The bigger the tire, the lower the friction and the flatter the road the more a horse can pull. Add hills, smaller tires, more friction and the horse has to put more muscle into it. A horse hauling two X-large adults in a large wheeled vehicle on flat ground will have no problems. Same horse with two kids on a small wheeled cart in sand and you increase the effective load tremendously. The weight of the cart plus load is not the "draft" load. The "draft" is a fraction of the actual load and draft changes depending on several factors. We always used draft horses because that is what my boss wanted, that is what impresses people (she used them for advertising purposes) and she could put 15 to 18 people on the surrey with one team. When she got older and retired she went to haffies. Not because she had less of a load (though they don't pull the surrey) but because harnessing was a heck of a lot easier. Either of what yu mention will work. Some of the old timers I have heard that use light horses for carriage work went by 1/2 their weight with large wheels, 1/3 with small and 1/10th for dead pull (think harrow or small plow). 10% in draft for an all day load. You wouldn't be going all day so a fit horse, on reasonable terrain with a well built cart and you would have no problems. An average haffie is easily 1,000 pounds. Half of that is 500 - so you plus the friend and cart would not be an issue.
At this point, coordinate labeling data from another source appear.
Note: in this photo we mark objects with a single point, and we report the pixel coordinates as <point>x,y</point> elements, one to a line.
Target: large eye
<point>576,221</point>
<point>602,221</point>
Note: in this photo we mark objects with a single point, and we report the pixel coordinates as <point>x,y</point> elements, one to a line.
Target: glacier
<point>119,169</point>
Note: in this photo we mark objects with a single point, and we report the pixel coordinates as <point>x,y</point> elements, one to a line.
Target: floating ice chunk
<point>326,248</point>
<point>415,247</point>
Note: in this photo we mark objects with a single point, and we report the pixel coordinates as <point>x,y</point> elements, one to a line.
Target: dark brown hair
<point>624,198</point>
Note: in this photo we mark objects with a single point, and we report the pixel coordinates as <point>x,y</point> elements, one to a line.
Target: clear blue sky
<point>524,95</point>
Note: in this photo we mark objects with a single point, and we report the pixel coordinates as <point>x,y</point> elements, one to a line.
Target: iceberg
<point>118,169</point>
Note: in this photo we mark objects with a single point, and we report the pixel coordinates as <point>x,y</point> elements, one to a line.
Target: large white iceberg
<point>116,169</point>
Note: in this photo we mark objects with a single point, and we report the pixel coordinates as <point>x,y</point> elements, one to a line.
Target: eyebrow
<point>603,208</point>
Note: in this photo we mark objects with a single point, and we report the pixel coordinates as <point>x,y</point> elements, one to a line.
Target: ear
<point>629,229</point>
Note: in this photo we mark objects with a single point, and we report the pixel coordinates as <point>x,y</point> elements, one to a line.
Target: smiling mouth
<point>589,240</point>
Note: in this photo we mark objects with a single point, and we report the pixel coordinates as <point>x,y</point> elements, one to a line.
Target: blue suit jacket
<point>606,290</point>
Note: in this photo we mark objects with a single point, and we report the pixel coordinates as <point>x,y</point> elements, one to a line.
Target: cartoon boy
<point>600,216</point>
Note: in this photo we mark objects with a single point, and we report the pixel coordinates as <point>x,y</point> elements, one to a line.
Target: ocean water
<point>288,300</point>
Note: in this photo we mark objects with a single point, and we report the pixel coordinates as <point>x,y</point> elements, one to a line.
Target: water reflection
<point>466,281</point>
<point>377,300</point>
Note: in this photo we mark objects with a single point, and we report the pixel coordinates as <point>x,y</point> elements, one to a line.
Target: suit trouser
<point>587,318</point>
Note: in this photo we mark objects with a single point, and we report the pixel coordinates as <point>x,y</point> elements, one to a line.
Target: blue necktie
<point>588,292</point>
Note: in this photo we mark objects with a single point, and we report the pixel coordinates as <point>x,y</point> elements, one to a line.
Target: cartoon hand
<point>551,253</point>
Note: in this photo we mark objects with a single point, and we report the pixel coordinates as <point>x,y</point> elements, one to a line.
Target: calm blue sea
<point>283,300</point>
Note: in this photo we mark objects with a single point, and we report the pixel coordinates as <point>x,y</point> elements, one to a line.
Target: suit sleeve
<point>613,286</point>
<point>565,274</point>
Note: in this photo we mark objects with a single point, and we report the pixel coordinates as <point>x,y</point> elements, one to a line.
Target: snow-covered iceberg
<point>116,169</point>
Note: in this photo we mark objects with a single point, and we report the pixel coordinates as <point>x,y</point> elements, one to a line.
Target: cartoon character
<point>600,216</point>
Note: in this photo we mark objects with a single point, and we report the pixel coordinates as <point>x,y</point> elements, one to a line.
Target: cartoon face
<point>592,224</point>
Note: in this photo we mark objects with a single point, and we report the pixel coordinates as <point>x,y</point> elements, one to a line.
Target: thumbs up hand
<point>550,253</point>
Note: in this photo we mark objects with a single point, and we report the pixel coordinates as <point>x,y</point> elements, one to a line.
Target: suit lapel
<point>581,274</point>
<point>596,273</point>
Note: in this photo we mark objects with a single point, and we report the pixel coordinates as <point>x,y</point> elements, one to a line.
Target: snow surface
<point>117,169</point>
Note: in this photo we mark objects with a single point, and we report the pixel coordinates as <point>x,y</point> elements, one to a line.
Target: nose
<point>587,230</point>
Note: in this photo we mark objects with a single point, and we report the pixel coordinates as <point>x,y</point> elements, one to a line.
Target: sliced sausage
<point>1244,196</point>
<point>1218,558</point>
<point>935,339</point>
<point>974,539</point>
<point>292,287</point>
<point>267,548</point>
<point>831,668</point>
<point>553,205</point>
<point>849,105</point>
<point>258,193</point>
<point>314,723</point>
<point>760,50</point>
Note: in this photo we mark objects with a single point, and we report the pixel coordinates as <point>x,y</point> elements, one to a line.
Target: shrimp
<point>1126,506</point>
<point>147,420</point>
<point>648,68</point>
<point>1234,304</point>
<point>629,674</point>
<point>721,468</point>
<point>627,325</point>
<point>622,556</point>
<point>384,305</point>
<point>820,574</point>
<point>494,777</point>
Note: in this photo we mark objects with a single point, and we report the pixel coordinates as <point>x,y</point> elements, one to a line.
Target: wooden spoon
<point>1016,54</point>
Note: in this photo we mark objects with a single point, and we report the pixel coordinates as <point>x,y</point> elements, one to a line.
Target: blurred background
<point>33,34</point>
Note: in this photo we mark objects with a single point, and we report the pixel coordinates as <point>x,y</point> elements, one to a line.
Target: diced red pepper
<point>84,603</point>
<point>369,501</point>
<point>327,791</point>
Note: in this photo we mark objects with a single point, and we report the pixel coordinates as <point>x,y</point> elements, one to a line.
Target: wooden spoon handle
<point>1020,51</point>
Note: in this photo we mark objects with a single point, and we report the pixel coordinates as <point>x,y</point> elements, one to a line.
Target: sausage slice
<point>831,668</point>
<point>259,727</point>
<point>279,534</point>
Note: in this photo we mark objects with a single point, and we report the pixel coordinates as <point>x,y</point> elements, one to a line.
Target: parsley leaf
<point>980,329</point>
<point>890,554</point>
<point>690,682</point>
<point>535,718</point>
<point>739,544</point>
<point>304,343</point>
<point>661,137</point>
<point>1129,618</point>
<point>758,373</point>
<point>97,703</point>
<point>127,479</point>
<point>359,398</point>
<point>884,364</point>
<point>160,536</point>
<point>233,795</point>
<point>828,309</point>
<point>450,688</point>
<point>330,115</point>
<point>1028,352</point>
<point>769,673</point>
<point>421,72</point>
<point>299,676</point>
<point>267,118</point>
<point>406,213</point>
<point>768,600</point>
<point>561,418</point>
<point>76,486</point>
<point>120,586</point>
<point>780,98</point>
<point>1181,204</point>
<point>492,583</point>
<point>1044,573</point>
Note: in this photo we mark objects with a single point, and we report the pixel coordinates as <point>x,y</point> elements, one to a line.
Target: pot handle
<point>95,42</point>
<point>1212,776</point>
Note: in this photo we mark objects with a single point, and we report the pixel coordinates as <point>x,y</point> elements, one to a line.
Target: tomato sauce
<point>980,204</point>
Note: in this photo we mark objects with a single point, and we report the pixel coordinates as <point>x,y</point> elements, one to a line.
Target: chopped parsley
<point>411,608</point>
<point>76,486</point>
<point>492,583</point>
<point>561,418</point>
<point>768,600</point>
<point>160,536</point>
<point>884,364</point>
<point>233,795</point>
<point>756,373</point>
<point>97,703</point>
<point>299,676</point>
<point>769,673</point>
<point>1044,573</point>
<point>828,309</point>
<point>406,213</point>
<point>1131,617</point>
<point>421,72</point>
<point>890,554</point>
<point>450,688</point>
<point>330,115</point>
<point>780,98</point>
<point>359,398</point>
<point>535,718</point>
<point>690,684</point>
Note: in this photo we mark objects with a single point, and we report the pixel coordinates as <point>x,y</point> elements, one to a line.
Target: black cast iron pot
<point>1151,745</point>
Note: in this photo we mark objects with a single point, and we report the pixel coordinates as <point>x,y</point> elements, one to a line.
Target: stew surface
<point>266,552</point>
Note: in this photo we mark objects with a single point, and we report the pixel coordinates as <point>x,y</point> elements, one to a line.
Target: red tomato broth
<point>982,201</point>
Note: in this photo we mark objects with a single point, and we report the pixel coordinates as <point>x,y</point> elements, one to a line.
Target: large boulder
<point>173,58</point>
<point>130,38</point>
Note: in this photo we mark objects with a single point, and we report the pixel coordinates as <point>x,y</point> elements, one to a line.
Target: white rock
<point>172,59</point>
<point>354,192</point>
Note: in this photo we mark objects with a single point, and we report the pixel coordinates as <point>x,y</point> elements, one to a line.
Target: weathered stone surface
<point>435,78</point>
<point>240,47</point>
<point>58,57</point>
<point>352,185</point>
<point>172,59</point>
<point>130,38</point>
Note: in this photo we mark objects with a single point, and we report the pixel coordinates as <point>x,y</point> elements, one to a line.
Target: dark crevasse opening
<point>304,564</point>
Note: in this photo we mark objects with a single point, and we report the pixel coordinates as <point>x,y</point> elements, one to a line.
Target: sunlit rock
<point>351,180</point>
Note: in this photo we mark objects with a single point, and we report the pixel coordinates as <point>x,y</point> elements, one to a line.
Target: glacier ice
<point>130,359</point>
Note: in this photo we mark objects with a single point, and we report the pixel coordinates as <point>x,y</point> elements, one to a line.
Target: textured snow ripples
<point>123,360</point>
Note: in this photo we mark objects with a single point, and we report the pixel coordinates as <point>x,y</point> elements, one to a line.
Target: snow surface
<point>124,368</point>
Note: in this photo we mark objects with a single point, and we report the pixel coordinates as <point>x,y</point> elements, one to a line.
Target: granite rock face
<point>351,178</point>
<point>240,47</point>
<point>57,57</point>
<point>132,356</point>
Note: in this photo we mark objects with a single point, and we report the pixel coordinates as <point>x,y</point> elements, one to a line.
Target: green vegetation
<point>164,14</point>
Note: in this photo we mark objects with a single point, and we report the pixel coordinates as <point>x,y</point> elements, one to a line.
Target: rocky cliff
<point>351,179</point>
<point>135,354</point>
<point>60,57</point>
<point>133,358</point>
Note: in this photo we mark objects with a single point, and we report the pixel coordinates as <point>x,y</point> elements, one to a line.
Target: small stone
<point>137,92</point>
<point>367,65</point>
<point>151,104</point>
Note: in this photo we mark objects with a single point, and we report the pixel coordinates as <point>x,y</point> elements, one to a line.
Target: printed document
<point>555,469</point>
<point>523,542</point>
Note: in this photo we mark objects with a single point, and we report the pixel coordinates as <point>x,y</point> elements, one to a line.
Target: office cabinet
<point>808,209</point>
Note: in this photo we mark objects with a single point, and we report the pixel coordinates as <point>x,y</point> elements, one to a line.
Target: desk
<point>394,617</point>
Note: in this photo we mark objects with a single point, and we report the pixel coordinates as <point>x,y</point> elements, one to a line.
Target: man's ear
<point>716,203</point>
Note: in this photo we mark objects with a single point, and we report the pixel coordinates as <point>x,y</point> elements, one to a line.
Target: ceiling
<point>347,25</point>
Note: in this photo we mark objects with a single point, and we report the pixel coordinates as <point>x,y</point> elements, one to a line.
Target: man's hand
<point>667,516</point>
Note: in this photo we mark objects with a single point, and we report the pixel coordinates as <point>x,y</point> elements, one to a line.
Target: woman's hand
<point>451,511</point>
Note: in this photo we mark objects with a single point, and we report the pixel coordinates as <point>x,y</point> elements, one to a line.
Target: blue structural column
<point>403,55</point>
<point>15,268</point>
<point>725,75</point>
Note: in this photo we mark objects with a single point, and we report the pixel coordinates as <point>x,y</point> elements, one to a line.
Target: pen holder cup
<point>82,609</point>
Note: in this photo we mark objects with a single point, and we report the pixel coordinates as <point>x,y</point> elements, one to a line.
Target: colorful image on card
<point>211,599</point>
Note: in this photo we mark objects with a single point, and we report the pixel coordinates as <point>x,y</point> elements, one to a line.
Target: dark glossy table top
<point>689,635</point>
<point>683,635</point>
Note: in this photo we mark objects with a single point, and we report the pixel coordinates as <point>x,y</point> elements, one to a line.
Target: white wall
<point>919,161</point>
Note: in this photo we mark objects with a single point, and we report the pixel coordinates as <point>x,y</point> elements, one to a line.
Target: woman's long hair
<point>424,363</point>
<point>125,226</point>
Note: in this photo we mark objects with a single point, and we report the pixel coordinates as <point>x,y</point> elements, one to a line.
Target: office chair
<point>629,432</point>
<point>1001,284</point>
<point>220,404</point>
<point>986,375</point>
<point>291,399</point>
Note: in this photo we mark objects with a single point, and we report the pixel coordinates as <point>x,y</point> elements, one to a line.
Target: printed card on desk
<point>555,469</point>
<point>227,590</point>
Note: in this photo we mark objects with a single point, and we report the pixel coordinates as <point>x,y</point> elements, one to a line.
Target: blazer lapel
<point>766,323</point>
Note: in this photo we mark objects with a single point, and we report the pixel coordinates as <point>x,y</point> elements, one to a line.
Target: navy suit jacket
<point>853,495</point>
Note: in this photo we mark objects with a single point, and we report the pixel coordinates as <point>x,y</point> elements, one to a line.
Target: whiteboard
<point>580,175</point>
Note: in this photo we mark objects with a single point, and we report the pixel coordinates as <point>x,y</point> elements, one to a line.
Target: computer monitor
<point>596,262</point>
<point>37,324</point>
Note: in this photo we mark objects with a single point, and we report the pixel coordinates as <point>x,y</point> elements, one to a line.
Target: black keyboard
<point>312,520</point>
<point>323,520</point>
ETA the haffies do not haul that number of people. She has a small wagonette now that she uses with her team and hauls half that number. Her main reason for switching is ease of harnessing and the harness is much lighter.


----------



## chas5131 (Mar 2, 2018)

Plan to be on dirt roads and trails. 
Don't have a cart. Noticed the Pioneer Forecart has wide wheels. 
All I have so far is a halter and a leadline.


----------



## QtrBel (May 31, 2012)

The heavier the load and weight of vehicle the more wheels you want. There are lighter weight Haffie sized forecarts that can work but I want to say they run 250 to 300 pounds. Yes, small, wide wheels and they may need a load behind the axle to balance. Summit may make a lighter version. Pay attention to the weight on the shafts. The more forward the load the heavier the weight the horse is carrying. So if you have access I'd say get you and the friend on board and have someone lift the shafts. The easier it is the better for your horse. You also want to pay attention to the saddle part of the harness it needs to be wide and more flat to spread the load evenly and not have it all at one spot. Your best bet may be a 4 wheeled marathon type vehicle. If you do go with a forecart you may want to look into a team.


----------



## InexcessiveThings (Oct 22, 2016)

I second everything QtrBel has said. Lots of good tips there. You want to make sure that pulling is as easy on the horse as possible. I personally don't really like forecarts. I think you'd be better off with something else for what you want to do.

I also agree that a marathon-type vehicle may be more what you're after. Vehicles with two axles are much harder to tip over and are more stable than two-wheeled carts, which I think would be beneficial on trails. I've seen some spectacular wrecks with two-wheeled carts, including one flip completely over when it hit a large bump just right at a good pace. To be fair, that one was with a mini horse, so the vehicle in question is very lightweight, but it is just as possible to do so with a larger horse and cart. Just something to keep in mind while you shop. There are many styles available in marathon vehicles to suit different tastes and you can get them in sizes from mini to draft. They can generally carry a few people and they are designed to be driven cross-country.


----------



## chas5131 (Mar 2, 2018)

Considering the forecart because the wheels are wide.
How much does the wide tire matter.
Marathons I have seen have 1.5 inch wheels. 
The weight is spread among four wheels. Is that what makes the difference?
A trailer to carry a horse and a marathon might require me to get a larger truck, etc.


----------



## QtrBel (May 31, 2012)

Wider the tire more friction which means you need more power. Add to this the tire has a small diameter and this is not the best choice but would work. Yes a four wheeled vehcicle distributes weight differently and there is less draft if harnessed and hooked correctly than in a two wheeled cart. The marathon has a much thinner and taller tire in addition to having 4 rather than 2. The ride is much more comfortable in a marathon or even a meadowbrook/easy entry than the forecart which can be very bouncy and rough.


----------